Mr Ravindran described having an overwhelming mixture of emotions when he discovered his father's body hanging. However, the predominant emotion after he [had] taken his father's body down and realised that he was dead was one of anger, which can be understood as a reaction to his father's behaviour in apparently committing suicide in a way that would be calculated to upset him and make him feel guilty. He is also likely to have felt extremely angry in response to being abandoned by his father. Anger is a well recognised manifestation of grief, and has been described as one of the typical phases of grief by Elizabeth Kubler-Ross, who described the five phases of grief as shock, anger, denial, bargaining and acceptance.
In my opinion, Mr Ravindran's reaction in hitting his father's body after discovering that he had committed suicide in way that would be calculated to cause him the most hurt was an understandable manifestation of his immediate grief and shock.
  1. The cross-examination of Dr.
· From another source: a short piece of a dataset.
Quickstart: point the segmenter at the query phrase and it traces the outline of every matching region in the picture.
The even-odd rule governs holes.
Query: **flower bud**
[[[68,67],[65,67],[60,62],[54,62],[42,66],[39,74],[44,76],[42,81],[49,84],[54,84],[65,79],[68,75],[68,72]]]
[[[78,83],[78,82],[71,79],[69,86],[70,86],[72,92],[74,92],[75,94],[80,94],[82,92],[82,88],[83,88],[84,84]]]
Nielssen accepted his opinion about the effect of high arousal on the acquisition of memory, but put the proposition - which the expert accepted - that the phenomenon he described could not explain the failure of the accused to give a satisfactory account of what happened on 23rd April 2011, unless one accepts that the deceased did in fact suicide (344.10-.30). Moreover, the following was put:

Q. So what you are saying is; if, as a matter of fact, the deceased suicided, and in the way in which it has been described to you, if you accept that, then what he did was understandable?
A. Yes.
  1. Without objection from either Counsel I asked the following questions of Dr. Nielssen:

Q. Just in relation to this, as a well recognised manifestation of grief, a lot of people who have heard the facts of this case, as they have been contended before me, might think it most surprising that a young man who obviously loved his father, coming across what he believed to be his father's dead body, would not treat it with respect, but rather desecrate it in a most violent way. That is how I would understand what people in the community might think
A. Yes.
Q. Can you explain how that might sit with what you have said your branch of medical science says about it?
A. Certainly I would find it surprising too. It is certainly not a typical reaction, but not an impossible reaction, based on clinical experience of other people who are bereaved. I think, for example, of families of people who have committed suicide in hospital, for example, coming to my office, being very angry, even though the person has killed themselves in a situation where they have been supposed to be prevented from committing suicide, for example.
So anger at people who have witnessed a loved one hurting after a traffic accident, attacking the driver of the car without even stopping to think; if the person intended to cause any harm or not. So anger is an understandable reaction in the shock of grief. Again, in Mr Ravindran's case I would understand it in the context, as I set out in my report, of a very intertwined and perhaps manipulative relationship he had with his father and how his father's suicide was directed to hurt him and that would be an understandable cause of anger. It seemed to be manifested I read in the evidence; I didn't realise that Mr Ravindran had also punched a hole in the wall showing his anger. So, even if it may not be the most common reaction in the community, it is, nevertheless, an understandable reaction in some people in some situations.
...
Q. I have heard evidence in this case from forensic pathologists that suggest that it could be uncommonly difficult for an individual to handle either a corpse or a person who is, I will say, significantly unconscious. One of the aspects of that evidence that I have heard is that the person, if it is an unconscious person or the deceased person, if dead, would likely to be, especially if they were suspended by the neck, the word that was used was very floppy, and that 60 kilos of a floppy weight would be could be difficult to manipulate. It might be put to me, in due course, that given that expert evidence, one would expect somebody who had performed that task to be able to give a coherent account of how it was achieved. Bearing those considerations in mind, if you would for me, is what you have said about arousal and its effect on memory, got anything to do with how one might understand those apparent contradictions and the evidence as a whole?
A. Well, I think the context of Mr Ravindran finding his father hanging was an understandable shock. That would, in turn, produce a high state of arousal that could, in turn, affect memory formation and conversion of short term to long term memory. That could be understood in observations of many other people who have been in shock who have not remembered exactly the details of the accident or the details of the threat or the details of the crime, or whatever.
  1. Dr. Nielssen's evidence was, absent acceptance of an attempted suicide and it's resulting inducement of the high state of arousal in the witness, the explanation for the failure to give a coherent account of the events in which one was involved might be deliberate evasiveness (349.15T).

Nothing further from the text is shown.